1) Are ZFC and PA arithmetic mutually interpretable if we extend PA to PA+A , where A is the set formulas of PA that result from the translation of the axioms of ZFC (or any large cardinal axioms extension of it)?
Assuming the answer is yes:
2) It is not clear to me if the formulas of ZFC, which in the language $L_{\in}$ can be be written in $\Pi^0_n$ or $\Sigma^0_n$ format, are also translated into $\Pi^0_n$ or $\Sigma^0_n$ formulas of PA, or if we need to use higher order formulas of PA (I mean, if first-order PA is not enough).
3) In such a case, are the higher order formulas ($\Pi^m_n$ or $\Sigma^m_n$, with $m,n \in Z $) of PA enough, or are there still formulas of ZFC (for instance, some large cadinal axioms) that cannot be translated (coded?) into any $\Pi^m_n$ or $\Sigma^m_n$ formula of PA? Well if such were the case then, I guess that ZFC+Large Cardinals and PA+A would not be mutually interpretable.
If I understand correctly, the answer is no.
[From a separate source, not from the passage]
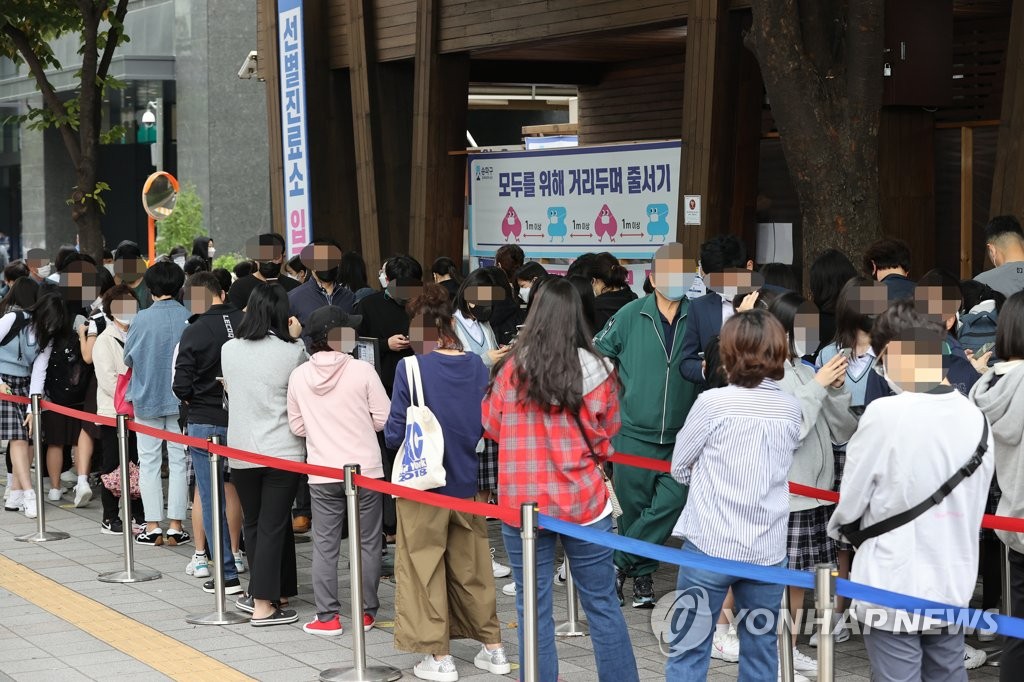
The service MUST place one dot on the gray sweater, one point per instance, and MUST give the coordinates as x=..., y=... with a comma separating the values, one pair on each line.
x=1004, y=406
x=256, y=378
x=826, y=419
When it comes to interpretations, there is actually quite a spectrum of slightly different notions. What seems to be the standard modern reference is:
In any case, at the very least you want an interpretation of a theory $T$ in a theory $S$ to satisfy that there is a more or less explicit "procedure" that assigns to each model of $S$ a model of $T$. However this is formalized, $\mathsf{ZFC}$ should be more than enough to carry out this assignment.
It follows that, since $\mathsf{ZFC}$ proves the consistency of $\mathsf{PA}+A$, then the latter cannot interpret $\mathsf{ZFC}$: Otherwise, $\mathsf{ZFC}$ would prove its own consistency, against the incompleteness theorem. The argument does not change even if you let $A$ consist of all higher order formulas as you suggest in item 3.
On the other hand, (assuming the consistency of $\mathsf{ZFC}$) if you allow the inclusion in $A$ of arithmetic consequences of large cardinal assumptions, then $\mathsf{ZFC}$ cannot interpret $\mathsf{PA}+A$: Otherwise, from any model of $\mathsf{ZFC}$ we would obtain a model of $\mathsf{PA}+\mathrm{Con}(\mathsf{ZFC+\mathrm{Con}(\mathsf{ZFC})})$. From this, we actually get $\mathrm{Con}(\mathsf{ZFC+\mathrm{Con}(\mathsf{ZFC})})$ in the model of $\mathsf{ZFC}$, since this is a $\Pi^0_1$ statement. But this means that the theory $\mathsf{ZFC}+\mathrm{Con}(\mathsf{ZFC})$ proves its own consistency, against the incompleteness theorem.